Abstract
Given the need to extend current quantum-chemical treatments to large molecules with thousands of atoms, the main goal of this work was the implementation of linear scaling approaches in the context of semiempirical molecular orbital theory. At the outset of this project, three such approaches had already been suggested in the literature. We have chosen the conjugate gradient density matrix search (CG-DMS) because it employs reliable and well-established minimization procedures and offers a transparent route towards linear scaling through the use of cutoffs in the density matrix and the Fock matrix.
Three versions of the CG-DMS code have been implemented. The full-matrix versions with precomputation (ITERCG) and on-the-fly computation (DIRCG) of the required integrals serve mainly for testing purposes, whereas the sparse-matrix integral-direct version (DIRCGS) is designed for linear scaling production work on large molecules.
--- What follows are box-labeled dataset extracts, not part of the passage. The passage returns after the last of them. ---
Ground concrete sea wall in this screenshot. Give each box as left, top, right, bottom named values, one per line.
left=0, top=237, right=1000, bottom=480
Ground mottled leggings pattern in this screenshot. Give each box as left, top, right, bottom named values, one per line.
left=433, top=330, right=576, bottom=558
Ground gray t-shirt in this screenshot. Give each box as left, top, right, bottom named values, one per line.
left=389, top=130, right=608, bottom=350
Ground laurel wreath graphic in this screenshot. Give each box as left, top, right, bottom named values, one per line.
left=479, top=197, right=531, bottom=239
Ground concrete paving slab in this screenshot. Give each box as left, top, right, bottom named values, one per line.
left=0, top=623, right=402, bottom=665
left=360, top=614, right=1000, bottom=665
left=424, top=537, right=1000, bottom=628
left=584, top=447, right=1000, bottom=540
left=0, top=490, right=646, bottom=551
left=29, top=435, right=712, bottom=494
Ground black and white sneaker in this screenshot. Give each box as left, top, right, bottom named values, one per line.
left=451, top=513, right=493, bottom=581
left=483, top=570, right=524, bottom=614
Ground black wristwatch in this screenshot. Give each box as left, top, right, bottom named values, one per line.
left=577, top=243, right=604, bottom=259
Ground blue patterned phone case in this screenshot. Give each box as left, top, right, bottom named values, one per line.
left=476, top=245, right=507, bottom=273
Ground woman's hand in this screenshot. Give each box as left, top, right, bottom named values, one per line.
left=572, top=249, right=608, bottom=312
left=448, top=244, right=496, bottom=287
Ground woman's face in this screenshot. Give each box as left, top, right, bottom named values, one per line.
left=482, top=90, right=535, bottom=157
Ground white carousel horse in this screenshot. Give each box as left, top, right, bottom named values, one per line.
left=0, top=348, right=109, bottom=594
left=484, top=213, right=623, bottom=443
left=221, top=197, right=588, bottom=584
DIRCGS employs the compressed sparse row format and subroutines for matrix operations from the public-domain SPARSKIT2 library. In systematic test calculations on small molecules without cutoffs, the three versions of the code yield identical results, which are in full agreement with the results from conventional SCF calculations using matrix diagonalization.
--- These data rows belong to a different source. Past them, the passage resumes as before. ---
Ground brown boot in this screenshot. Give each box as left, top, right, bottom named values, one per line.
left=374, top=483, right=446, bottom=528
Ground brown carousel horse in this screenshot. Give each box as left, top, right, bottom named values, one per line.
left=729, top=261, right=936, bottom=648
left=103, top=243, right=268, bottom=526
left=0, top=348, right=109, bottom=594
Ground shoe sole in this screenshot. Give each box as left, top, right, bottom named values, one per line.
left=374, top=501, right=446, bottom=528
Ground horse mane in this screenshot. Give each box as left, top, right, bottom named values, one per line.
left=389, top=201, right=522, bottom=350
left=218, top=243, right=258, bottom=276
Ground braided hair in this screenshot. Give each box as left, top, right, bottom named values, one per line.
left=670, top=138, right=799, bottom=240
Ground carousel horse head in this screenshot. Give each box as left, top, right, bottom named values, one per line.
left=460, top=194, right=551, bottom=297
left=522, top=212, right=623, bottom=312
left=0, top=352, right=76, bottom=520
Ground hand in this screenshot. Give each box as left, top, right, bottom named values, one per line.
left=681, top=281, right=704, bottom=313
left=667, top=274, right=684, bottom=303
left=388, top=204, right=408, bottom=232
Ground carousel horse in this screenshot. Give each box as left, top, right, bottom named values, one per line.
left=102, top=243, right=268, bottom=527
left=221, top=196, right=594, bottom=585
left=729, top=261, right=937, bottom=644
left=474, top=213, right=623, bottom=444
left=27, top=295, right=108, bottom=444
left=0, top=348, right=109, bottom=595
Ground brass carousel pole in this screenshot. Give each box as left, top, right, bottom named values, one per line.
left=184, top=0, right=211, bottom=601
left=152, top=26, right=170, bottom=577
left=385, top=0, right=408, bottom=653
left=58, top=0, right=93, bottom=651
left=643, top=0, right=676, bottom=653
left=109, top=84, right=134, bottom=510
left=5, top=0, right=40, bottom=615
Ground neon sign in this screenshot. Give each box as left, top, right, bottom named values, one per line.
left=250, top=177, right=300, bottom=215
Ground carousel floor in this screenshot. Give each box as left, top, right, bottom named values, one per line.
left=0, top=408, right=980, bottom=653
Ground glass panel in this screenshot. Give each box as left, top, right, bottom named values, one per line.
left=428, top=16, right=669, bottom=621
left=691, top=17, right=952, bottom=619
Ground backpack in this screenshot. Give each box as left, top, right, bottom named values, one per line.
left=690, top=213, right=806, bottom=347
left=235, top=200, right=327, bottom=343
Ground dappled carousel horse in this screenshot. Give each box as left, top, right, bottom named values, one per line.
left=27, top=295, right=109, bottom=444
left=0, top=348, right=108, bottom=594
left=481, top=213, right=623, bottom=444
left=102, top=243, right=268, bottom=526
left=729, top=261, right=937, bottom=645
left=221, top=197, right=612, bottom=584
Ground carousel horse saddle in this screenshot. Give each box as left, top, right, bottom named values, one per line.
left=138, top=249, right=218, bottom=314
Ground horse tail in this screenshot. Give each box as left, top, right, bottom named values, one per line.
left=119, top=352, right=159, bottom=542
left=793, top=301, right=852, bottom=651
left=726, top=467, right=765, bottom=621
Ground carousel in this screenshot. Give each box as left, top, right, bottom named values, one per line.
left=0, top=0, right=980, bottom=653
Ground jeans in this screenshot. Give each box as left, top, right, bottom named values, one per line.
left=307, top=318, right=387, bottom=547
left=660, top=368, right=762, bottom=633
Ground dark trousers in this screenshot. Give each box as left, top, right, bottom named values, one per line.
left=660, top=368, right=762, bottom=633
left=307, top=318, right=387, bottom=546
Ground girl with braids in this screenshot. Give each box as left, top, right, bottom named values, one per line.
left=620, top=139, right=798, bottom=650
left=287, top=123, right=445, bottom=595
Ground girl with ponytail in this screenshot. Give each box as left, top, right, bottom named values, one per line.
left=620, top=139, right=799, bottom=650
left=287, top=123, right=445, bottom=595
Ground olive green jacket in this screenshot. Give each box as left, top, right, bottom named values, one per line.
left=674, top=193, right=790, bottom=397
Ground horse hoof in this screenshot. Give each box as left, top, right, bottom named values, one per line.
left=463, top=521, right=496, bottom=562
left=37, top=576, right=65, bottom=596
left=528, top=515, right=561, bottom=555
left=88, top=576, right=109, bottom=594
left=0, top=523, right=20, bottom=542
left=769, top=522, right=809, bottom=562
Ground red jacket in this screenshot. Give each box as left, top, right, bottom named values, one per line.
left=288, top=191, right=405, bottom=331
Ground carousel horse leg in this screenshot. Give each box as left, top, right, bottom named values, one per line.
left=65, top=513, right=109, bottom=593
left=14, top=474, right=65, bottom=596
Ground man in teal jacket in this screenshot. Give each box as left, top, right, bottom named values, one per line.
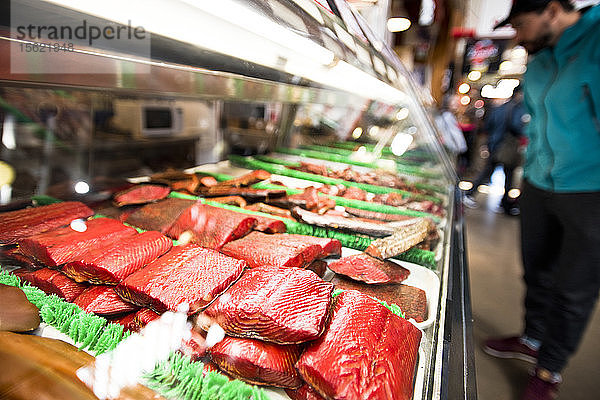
left=484, top=0, right=600, bottom=399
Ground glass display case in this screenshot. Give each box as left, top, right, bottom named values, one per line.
left=0, top=0, right=476, bottom=399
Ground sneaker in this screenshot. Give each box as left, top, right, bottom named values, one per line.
left=521, top=368, right=561, bottom=400
left=463, top=195, right=477, bottom=208
left=483, top=336, right=538, bottom=364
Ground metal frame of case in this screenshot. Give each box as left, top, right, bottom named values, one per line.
left=0, top=0, right=476, bottom=399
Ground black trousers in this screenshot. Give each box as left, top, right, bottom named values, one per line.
left=520, top=181, right=600, bottom=372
When starting from a diagonal initial density matrix (as commonly done in conventional semiempirical calculations), the SCF/CG-DMS approach does not converge reliably. This failure can be traced to the fact that such an initial density matrix is far from idempotent, which may cause the McWeeny idempotency transformation to behave erratically such that the number of electrons is not conserved. To circumvent such problems, an alternative option to generate an initial density matrix for large molecules has been implemented: a block-diagonal guess is assembled from non-converged fragment density matrices which are obtained by performing typically one conventional SCF iteration for user-defined fragments. This initial guess is idempotent and normalized, by construction, and leads to reliable and robust convergence in all cases considered so far.
The SCF/CG-DMS procedure involves a triply nested loop of iterations (SCF, CG, McWeeny) that are controlled by a large number of parameters. To establish recommended default values for these control parameters, systematic tests have been carried out using three sets of calculations: MNDO for 218 small organic molecules, MNDO/d for 366 small inorganic molecules, and AM1 for 47 large biochemical molecules. Default values for all options have been chosen on this basis. The tests have shown in particular that it is not efficient to converge the inner CG and McWeeny cycles tightly when the outer SCF cycles are still far from convergence: imposing a maximum number of two CG and McWeeny cycles is found to be the best choice.
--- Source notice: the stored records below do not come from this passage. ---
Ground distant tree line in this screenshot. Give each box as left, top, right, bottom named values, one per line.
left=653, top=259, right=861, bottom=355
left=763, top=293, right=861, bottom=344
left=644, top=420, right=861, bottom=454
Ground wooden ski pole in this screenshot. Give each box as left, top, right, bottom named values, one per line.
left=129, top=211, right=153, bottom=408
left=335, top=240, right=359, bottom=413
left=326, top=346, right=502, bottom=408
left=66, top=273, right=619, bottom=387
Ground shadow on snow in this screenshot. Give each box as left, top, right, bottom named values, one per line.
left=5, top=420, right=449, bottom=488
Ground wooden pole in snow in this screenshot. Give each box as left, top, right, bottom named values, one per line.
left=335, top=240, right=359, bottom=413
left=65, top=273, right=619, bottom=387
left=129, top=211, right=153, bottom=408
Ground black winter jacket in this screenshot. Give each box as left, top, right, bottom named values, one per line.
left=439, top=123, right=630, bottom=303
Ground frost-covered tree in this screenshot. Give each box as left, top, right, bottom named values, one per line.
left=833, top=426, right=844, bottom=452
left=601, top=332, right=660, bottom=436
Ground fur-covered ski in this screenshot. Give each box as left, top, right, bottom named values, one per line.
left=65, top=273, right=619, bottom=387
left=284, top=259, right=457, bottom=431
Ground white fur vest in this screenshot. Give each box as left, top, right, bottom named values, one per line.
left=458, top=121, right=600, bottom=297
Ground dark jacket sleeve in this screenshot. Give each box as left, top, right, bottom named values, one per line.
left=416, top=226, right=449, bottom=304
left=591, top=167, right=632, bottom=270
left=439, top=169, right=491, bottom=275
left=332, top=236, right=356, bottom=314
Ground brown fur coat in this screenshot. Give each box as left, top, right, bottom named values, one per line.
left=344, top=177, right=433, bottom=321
For validation purposes, the sparse-matrix integral-direct code has been applied to several series of large molecules including polyglycines, water clusters, and proteins. For suitable cutoffs, the computational effort for SCF/CG-DMS calculations is found to scale linearly with molecular size, as expected. The crossover points with conventional SCF calculations occur later than in other published implementations which is probably at least partly due to the use of non-optimized sparse matrix routines from the SPARSKIT2 library. In the case of the AM1 calculations on proteins, rms charge fluctuations of the order of 0.05 e per residue are found which cannot be captured by the usual classical force fields with fixed charges.
The new linear scaling code has been applied to study reactions in the enzymes p-hydroxybenzoate hydroxylase (PHBH) and triosephosphate isomerase (TIM) which had previously been investigated in our group by combined quantum mechanical / molecular mechanical (QM/MM) methods. These single-point AM1 calculations at the available optimized QM/MM geometries would not have been possible with the conventional SCF code due to the size of these systems (7004 and 8326 atoms, respectively). The AM1 relative energies and activation barriers are consistent with the previous AM1/GROMOS and AM1/CHARMM results. An analysis of the charge distributions justifies the chosen QM/MM approach for PHBH since the total charge of the QM region remains close to the formal value of -4 e throughout the reaction. In the case of TIM, the AM1 charges from the full enzyme calculations indicate a considerable charge transfer from the QM region to the protein environment (about 0.4 e) which is however rather uniform for all species involved so that the QM/MM results may benefit from error compensation.
As a result of this thesis, a validated and working semiempirical SCF/CG-DMS code is available that exhibits linear scaling in the computational effort for large molecules. Further optimization and tuning of this code seems possible, in particular with regard to the sparse matrix library routines (especially for sparse matrix multiplication). In its present form, the code can already be used in studies on enzymes to complement corresponding QM/MM work.